The paths were covered in underlay from our bedroom floor. In case you’re wondering, I recently laid a new wooden floor replacing a rather old carpet.
Most of the cardboard was soggy having sat in a pile outside, so I got pretty wet carrying it over. But, bit by bit, I have reclaimed most of the patch. I ran out of cardboard before I got it all covered. This has not resulted in an online buying frenzy, but all boxes that arrive are soon snapped up and put to use.
Once the polytunnel is up, the growing areas will be covered in mulch provided by our sheep. By next year, this should provide an excellent growing area.
Part of the sustainable living ethos is re-using stuff. We generate a lot of garden waste and this all goes into a large compost bin. Of course, over time, it fills up. I have found the best thing to do is to move all the compost into bins and leave it for a few months to rot down properly.
That said, first the bins need to be emptied (having been filled last time). So, what I have a three stage system. There are bins with useable compost, bins with compost that is rotting down and the large collection bin.
At the compost shuffle, I put all the usable compost into old plastic feed or compost bags and take it to the greenhouse.
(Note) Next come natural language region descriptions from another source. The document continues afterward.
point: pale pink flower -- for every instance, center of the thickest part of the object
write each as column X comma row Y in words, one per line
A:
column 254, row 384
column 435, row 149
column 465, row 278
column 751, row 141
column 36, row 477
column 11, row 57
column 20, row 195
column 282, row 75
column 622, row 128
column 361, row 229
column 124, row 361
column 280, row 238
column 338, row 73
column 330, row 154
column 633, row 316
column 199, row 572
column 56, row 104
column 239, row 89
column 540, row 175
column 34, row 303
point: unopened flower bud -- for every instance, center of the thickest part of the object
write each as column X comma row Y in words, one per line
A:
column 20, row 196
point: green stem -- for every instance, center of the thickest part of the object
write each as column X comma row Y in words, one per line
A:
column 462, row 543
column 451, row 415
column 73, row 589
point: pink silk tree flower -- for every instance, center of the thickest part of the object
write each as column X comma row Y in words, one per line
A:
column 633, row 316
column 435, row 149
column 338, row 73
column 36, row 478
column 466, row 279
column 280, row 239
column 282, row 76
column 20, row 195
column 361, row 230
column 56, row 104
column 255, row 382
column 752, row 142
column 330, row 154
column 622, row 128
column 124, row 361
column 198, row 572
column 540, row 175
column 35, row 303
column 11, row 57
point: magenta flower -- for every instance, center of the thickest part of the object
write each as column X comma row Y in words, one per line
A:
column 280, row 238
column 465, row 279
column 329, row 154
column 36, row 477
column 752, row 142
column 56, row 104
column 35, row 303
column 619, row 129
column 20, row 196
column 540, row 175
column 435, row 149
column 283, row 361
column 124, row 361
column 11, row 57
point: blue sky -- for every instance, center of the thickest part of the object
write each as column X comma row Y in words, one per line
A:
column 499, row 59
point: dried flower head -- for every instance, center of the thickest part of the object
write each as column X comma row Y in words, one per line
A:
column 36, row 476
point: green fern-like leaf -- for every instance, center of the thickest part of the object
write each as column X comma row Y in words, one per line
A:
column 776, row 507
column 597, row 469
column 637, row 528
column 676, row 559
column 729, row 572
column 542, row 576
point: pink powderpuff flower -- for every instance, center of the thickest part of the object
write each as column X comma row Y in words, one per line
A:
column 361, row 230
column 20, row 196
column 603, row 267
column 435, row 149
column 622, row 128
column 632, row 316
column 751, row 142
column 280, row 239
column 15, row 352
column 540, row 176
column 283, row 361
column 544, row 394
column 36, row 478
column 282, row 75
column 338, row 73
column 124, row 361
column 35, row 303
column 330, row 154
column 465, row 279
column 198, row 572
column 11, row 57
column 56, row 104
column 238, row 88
Then I tip all the compost from the green bins into the “ready bins”. Then I tip all the stuff in the big bin into the teo green bins.
It’s a lot of work, but it only needs to be done a couple of times a year. And it’s very satisfying once it’s all done.
We also have wormeries for the kitchen waste. They are enclosed so no tempting titbits for rats or crows, both of which can be a bit of a pest.